Natural Language Processing in a Clinical Decision Support System for the Identification of Venous Thromboembolism: Algorithm Development and Validation

Natural Language Processing in a Clinical Decision Support System for the Identification of Venous Thromboembolism: Algorithm Development and Validation

Original Paper

1Department of Pulmonary Vascular and Thrombotic Disease, Sixth Medical Center of Chinese People's Liberation Army General Hospital, Beijing, China

2Chinese People's Liberation Army Medical School, Beijing, China

3Quality Management Division, Sixth Medical Center of Chinese People's Liberation Army General Hospital, Beijing, China

4Institute for Hospital Management Research, Chinese People's Liberation Army General Hospital, Beijing, China

*these authors contributed equally

Corresponding Author:

Yu-Tao Guo, MD, PhD

Department of Pulmonary Vascular and Thrombotic Disease

Sixth Medical Center of Chinese People's Liberation Army General Hospital

No. 6 Fucheng Road

Haidian District

Beijing, 100048

China

Phone: 86 01066958581

Email: dor_guoyt@hotmail.com


Background: It remains unknown whether capturing data from electronic health records (EHRs) using natural language processing (NLP) can improve venous thromboembolism (VTE) detection in different clinical settings.

Objective: The aim of this study was to validate the NLP algorithm in a clinical decision support system for VTE risk assessment and integrated care (DeVTEcare) to identify VTEs from EHRs.

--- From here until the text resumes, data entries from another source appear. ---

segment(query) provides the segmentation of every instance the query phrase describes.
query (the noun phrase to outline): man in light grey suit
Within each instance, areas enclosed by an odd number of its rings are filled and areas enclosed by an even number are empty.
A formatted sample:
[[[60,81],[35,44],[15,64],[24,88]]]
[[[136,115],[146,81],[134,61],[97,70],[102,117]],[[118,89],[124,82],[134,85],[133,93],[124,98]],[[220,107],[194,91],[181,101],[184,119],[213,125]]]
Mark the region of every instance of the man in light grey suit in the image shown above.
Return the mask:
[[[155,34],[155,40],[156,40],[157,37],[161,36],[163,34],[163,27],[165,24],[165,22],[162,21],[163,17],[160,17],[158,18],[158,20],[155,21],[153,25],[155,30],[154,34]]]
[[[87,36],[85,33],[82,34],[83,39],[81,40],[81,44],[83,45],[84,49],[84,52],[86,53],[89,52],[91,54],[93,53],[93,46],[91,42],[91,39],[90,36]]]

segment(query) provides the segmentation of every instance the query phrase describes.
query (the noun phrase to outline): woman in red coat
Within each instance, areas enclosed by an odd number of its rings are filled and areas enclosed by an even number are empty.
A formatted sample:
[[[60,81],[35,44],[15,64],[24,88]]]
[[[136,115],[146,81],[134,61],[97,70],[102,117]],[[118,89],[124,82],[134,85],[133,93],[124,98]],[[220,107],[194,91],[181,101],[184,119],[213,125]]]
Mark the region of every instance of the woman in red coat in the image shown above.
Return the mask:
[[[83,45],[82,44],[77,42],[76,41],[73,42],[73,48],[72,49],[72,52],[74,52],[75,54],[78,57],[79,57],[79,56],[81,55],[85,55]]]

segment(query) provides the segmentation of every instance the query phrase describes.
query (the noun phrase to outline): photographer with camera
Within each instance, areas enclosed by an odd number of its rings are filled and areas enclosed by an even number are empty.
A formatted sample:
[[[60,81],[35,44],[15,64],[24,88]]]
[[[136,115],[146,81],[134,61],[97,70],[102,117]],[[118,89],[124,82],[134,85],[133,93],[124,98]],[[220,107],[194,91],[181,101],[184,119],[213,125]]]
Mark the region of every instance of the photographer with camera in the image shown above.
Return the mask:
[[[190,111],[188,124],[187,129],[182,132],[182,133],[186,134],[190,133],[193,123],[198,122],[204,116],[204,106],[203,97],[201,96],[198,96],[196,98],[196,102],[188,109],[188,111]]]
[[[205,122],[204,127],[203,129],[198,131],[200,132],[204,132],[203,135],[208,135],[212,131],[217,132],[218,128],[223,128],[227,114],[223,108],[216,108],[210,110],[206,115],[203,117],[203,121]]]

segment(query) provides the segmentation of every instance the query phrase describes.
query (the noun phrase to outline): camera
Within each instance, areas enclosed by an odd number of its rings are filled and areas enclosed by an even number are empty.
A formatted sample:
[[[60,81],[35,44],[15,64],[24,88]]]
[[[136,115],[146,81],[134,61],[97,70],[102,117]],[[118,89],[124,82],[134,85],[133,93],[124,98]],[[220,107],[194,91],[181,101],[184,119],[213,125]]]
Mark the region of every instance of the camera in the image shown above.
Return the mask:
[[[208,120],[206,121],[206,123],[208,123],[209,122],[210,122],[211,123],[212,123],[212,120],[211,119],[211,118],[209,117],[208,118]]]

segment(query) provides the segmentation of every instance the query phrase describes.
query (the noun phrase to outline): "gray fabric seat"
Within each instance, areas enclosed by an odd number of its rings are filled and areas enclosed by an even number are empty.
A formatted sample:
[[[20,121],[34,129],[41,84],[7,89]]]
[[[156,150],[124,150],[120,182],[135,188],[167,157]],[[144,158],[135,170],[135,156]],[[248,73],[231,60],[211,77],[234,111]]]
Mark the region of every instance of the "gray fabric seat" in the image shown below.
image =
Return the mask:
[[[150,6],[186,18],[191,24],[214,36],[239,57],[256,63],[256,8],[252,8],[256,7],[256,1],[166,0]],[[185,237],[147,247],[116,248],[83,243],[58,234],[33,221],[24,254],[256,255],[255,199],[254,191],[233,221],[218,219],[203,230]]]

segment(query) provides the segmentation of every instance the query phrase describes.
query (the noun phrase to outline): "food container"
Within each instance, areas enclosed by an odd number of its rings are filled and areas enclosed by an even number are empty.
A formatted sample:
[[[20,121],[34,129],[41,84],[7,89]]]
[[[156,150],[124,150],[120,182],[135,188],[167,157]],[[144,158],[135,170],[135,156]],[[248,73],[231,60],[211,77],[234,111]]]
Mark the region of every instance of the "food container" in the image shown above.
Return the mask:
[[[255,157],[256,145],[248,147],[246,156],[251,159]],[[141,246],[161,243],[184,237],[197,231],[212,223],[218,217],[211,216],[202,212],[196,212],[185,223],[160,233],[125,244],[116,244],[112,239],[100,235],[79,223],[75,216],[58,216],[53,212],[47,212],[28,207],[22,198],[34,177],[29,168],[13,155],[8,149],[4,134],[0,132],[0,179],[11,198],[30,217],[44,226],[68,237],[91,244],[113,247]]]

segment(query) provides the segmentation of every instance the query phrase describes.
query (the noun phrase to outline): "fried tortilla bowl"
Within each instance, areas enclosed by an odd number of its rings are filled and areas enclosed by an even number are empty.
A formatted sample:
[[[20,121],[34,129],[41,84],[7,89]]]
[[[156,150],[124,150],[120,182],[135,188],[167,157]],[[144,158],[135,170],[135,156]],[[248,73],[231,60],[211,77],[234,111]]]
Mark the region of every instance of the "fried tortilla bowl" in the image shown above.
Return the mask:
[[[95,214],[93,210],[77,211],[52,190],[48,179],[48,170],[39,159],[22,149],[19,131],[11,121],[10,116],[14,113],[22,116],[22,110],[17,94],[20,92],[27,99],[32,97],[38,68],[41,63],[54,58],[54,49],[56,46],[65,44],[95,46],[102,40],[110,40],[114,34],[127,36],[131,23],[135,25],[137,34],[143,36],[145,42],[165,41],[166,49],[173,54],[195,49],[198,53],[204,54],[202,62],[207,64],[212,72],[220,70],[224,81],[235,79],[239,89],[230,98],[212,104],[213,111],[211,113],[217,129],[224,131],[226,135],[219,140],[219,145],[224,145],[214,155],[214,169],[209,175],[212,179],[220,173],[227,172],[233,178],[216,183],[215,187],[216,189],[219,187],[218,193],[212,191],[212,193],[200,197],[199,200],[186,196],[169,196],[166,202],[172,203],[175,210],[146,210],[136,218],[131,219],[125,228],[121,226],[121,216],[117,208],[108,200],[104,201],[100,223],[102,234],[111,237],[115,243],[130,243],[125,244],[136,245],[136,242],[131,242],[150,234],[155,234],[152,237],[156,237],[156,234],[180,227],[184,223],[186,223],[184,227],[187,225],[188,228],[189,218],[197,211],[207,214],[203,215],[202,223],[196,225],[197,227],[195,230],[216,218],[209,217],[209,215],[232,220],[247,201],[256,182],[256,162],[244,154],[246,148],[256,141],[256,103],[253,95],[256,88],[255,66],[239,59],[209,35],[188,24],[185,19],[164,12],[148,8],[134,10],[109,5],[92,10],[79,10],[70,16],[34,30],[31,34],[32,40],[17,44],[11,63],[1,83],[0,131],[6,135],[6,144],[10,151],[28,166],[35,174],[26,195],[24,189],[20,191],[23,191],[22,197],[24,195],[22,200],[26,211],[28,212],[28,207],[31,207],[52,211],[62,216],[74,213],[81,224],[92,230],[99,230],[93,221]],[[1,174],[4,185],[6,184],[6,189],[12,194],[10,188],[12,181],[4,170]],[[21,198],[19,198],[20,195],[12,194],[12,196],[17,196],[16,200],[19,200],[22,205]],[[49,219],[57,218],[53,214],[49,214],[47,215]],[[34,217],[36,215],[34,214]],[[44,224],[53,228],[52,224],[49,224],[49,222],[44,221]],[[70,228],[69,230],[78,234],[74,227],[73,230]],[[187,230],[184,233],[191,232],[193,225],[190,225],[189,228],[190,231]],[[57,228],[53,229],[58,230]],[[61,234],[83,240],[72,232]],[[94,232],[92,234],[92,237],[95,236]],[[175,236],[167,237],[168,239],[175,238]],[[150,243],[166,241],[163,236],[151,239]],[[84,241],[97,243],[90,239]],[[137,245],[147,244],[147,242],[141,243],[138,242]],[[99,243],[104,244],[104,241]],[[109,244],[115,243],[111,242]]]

Methods: All inpatients aged ≥18 years in the Sixth Medical Center of the Chinese People's Liberation Army General Hospital from January 1 to December 31, 2021, were included as the validation cohort. The sensitivity, specificity, positive and negative likelihood ratios (LR+ and LR–, respectively), area under the receiver operating characteristic curve (AUC), and F1-scores along with their 95% CIs were used to analyze the performance of the NLP tool, with manual review of medical records as the reference standard for detecting deep vein thrombosis (DVT) and pulmonary embolism (PE). The primary end point was the performance of the NLP approach embedded into the EHR for VTE identification. The secondary end points were the performances to identify VTE among different hospital departments with different VTE risks. Subgroup analyses were performed among age, sex, and the study season.

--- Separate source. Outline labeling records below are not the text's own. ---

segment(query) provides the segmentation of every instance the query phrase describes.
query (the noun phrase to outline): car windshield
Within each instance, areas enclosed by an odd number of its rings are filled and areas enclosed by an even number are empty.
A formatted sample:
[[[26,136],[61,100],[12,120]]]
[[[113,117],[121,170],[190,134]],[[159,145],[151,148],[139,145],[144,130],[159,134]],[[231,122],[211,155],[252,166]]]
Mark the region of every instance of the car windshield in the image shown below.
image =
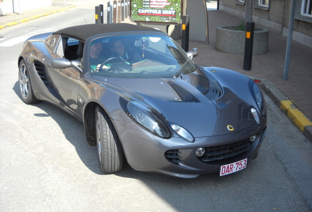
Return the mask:
[[[104,37],[91,43],[92,75],[118,78],[172,78],[196,69],[192,60],[169,37],[128,34]]]

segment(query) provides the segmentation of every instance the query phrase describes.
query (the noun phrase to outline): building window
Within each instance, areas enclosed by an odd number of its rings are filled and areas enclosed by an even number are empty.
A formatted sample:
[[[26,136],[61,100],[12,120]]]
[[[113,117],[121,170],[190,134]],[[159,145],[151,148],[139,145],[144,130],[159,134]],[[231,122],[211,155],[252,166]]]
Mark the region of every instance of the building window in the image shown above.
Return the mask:
[[[269,0],[259,0],[259,5],[265,7],[268,7]]]
[[[270,7],[270,0],[251,0],[254,8],[268,11]]]
[[[312,17],[312,0],[302,0],[301,15]]]

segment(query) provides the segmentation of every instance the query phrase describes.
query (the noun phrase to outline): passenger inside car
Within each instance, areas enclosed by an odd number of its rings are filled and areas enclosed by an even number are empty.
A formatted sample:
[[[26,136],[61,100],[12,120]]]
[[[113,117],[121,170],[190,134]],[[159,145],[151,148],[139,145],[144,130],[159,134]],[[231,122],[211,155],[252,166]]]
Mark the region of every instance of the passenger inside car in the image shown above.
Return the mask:
[[[131,52],[126,50],[121,40],[111,39],[108,45],[111,50],[111,57],[120,58],[123,61],[130,64],[138,62],[142,57],[136,52]]]

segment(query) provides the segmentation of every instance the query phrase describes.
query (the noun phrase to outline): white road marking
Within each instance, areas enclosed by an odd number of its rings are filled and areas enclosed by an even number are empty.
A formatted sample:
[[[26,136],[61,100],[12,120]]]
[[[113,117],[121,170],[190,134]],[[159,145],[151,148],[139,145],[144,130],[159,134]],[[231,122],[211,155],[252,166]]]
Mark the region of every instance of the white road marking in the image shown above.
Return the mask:
[[[11,47],[25,41],[28,38],[29,38],[29,36],[21,36],[9,39],[6,41],[0,43],[0,47]]]

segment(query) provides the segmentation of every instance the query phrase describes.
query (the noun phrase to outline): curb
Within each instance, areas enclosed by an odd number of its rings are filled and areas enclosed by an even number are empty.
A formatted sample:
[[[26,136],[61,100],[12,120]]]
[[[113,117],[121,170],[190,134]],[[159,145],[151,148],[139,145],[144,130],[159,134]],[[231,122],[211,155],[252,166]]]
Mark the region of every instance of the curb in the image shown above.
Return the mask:
[[[257,83],[260,88],[287,115],[290,121],[303,133],[307,138],[312,142],[312,121],[271,81],[263,78],[246,76],[252,80],[260,81]]]
[[[30,21],[30,20],[34,20],[34,19],[37,19],[37,18],[41,18],[43,16],[46,16],[47,15],[51,15],[54,13],[56,13],[57,12],[61,12],[63,11],[65,11],[65,10],[67,10],[71,8],[76,7],[76,5],[72,5],[71,6],[69,6],[68,7],[66,7],[65,8],[62,8],[62,9],[60,9],[58,10],[53,10],[51,12],[48,12],[45,13],[43,13],[42,14],[40,15],[35,15],[34,16],[32,16],[30,18],[26,18],[26,19],[21,19],[20,21],[17,21],[17,22],[10,22],[8,24],[5,24],[4,25],[0,25],[0,29],[2,29],[4,28],[6,28],[12,26],[14,26],[14,25],[16,25],[17,24],[22,24],[23,23],[25,23],[25,22],[27,22],[27,21]]]

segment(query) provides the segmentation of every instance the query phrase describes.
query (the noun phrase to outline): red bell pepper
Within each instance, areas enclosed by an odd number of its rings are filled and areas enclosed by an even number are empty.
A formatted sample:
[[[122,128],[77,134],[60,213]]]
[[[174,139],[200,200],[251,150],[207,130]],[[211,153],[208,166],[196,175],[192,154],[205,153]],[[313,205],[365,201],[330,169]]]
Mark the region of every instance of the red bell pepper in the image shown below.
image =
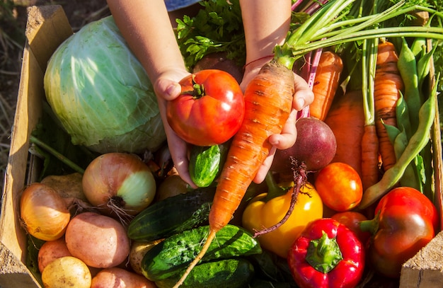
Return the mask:
[[[330,218],[311,221],[288,254],[300,288],[354,287],[364,269],[364,248],[356,234]]]
[[[418,190],[399,187],[380,200],[374,212],[373,219],[360,222],[372,234],[368,259],[379,274],[398,278],[401,265],[435,236],[437,209]]]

Results: Among 30,152 patients (median age 56 [IQR 41-67] years; 14,247/30,152, 47.3% females), the prevalence of VTE, PE, and DVT was 2.1% (626/30,152), 0.6% (177/30,152), and 1.8% (532/30,152), respectively. The sensitivity, specificity, LR+, LR–, AUC, and F1-score of NLP-facilitated VTE detection were 89.9% (95% CI 87.3%-92.2%), 99.8% (95% CI 99.8%-99.9%), 483 (95% CI 370-629), 0.10 (95% CI 0.08-0.13), 0.95 (95% CI 0.94-0.96), and 0.90 (95% CI 0.90-0.91), respectively. Among departments of surgery, internal medicine, and intensive care units, the highest specificity (100% vs 99.7% vs 98.8%, respectively), LR+ (3202 vs 321 vs 77, respectively), and F1-score (0.95 vs 0.89 vs 0.92, respectively) were in the surgery department (all P<.001). Among low, intermediate, and high VTE risks in hospital departments, the low-risk department had the highest AUC (1.00 vs 0.94 vs 0.96, respectively) and F1-score (0.97 vs 0.90 vs 0.90, respectively) as well as the lowest LR– (0.00 vs 0.13 vs 0.08, respectively) (DeLong test for AUC; all P<.001). Subgroup analysis of the age, sex, and season demonstrated consistently good performance of VTE detection with >87% sensitivity and specificity and >89% AUC and F1-score. The NLP algorithm performed better among patients aged ≤65 years than among those aged >65 years (F1-score 0.93 vs 0.89, respectively; P<.001).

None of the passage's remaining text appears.